Mijn oudste, een jongen, gamet wel veel maar is nog niet bijster geïnteresseerd in meisjes. Dus die telefoon is er alleen voor het bijhouden van game-accounts op -jawel- Twitter. Mijn dochter zit in groep 8 en afgezien van wat rondstuurappjes en ruzietjes in de WhatsAppgroep in de klas, was regels opstellen rond het smartphonegebruik van mijn kinderen appeltje-eitje.
Mijn pubers slagen er bijvoorbeeld in het apparaat los te laten als ze moeten tandenpoetsen of een boterham smeren. Maar toen kwam de dag -niet zo heel lang geleden- dat mijn achtstegroeper vroeg of ze op Instagram mocht. Ik vond het best, want hoe erg kan het zijn? En daarna gingen we op wintersport. De eerste dag vond ik mezelf terug op een skipiste met een met een van doodsangst trillende en tegelijk woedende dochter op een skipiste. Oke, onze fout. We hadden haar ski-capaciteiten iets te hoog ingeschat. Maar wie ooit geskied heeft, weet dat er maar een weg is en die leidt naar beneden.
Mijn dochter weigerde dit te accepteren. Die vond het het belachelijk dat er geen hekken stonden rondom de berg. En het volstrekt achterlijk vond dat ze moest glijden. ‘Want dan val ik en dan ga ik doho-ooooooood.’ Deze ellende duurde ongeveer een uur. Ik verloor mijn geduld een paar keer. Mijn dochter ging nog harder huilen. En toen werd ze opgeraapt door een beresterke Fransman die met haar onder haar arm een eind naar beneden skiede, een behoorlijk eind in de richting van het alpenhutje waar ik had bedacht aan de vin chaud te gaan.

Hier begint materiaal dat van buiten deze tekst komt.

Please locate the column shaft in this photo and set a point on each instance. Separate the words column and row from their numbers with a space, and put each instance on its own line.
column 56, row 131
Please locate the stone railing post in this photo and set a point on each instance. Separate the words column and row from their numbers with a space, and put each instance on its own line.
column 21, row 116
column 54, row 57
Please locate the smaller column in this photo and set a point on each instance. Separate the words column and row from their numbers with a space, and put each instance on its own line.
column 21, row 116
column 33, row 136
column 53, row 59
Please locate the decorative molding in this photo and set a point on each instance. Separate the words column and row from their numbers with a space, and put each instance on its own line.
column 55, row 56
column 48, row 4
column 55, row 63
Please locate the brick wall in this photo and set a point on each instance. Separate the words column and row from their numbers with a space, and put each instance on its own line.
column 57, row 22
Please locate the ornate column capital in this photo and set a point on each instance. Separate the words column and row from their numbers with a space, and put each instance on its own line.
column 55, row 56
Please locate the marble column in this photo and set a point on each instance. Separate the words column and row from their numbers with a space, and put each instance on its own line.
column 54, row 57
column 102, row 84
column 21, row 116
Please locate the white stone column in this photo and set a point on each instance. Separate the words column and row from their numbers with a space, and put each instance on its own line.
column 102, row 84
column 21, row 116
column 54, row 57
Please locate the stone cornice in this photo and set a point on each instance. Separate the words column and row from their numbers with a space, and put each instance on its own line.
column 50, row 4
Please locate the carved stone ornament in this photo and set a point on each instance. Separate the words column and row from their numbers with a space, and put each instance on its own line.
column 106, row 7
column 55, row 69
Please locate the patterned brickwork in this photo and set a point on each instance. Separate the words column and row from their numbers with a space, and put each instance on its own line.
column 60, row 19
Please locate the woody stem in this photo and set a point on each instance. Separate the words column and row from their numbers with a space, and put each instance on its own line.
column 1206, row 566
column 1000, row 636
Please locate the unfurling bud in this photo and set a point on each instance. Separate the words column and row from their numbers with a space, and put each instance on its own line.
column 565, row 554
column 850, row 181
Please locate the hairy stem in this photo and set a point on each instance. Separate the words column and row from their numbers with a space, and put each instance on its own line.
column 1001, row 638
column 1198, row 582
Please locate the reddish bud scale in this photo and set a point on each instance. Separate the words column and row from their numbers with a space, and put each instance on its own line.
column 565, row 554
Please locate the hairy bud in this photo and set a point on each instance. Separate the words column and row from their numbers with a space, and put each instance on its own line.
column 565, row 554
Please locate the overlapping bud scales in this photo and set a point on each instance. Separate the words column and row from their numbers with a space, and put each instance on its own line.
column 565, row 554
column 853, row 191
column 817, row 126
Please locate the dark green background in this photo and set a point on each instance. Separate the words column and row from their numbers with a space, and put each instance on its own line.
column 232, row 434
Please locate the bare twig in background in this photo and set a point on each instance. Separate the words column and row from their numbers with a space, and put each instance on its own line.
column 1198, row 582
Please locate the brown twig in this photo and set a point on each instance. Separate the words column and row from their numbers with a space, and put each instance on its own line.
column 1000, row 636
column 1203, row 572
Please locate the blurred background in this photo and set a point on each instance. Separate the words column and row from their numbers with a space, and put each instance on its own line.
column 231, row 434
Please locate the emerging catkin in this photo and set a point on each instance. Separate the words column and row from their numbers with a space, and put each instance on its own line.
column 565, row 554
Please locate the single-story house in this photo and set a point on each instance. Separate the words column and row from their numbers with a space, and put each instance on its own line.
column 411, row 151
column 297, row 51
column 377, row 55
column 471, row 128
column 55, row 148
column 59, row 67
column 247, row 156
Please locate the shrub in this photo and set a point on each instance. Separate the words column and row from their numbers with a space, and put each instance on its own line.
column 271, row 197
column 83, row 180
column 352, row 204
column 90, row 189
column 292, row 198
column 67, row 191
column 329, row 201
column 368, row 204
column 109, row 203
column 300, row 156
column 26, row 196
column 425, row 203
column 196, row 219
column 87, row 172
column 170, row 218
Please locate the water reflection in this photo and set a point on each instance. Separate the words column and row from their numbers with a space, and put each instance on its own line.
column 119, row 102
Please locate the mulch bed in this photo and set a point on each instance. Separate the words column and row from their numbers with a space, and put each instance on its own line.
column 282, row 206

Eenmaal beneden stond mijn dochter met haar wanten uit in haar jaszak te prutsen. Ik kreeg haar iPhone in mijn handen geduwd. Of ik haar even wil filmen terwijl ze skiet. “Voor insta”, zegt ze erbij. De skibril gaat af, de armen euforisch omhoog. De tranen van net zijn opgedroogd, het gegil is een lach geworden, de Fransman uit beeld. Alsof het hele drama net boven op de berg niet heeft plaatsgevonden. ‘Leuk toch mam?’
De dagen erna gaat het skiën beter, maar moeten bij elke afdaling, in elke lift, boven op de berg, én onderaan selfies worden gemaakt. Of ze schakelt ons in als fotograaf. En dan niet het moment dat ze valt, haar skies dwars staan, of lomp uit de lift glijdt, maar immer met de skibril af en de armen in de swag-houding. Alles voor het perfecte-niets-aan-de-hand-wat-is-wereld-toch-mooi-plaatje. Die verkleefdheid is er dus alsnog. Haar telefoon zit vast aan haar hand. Ik ben bang dat we die regels alsnog moeten opstellen. Hoop dat het niet te laat is.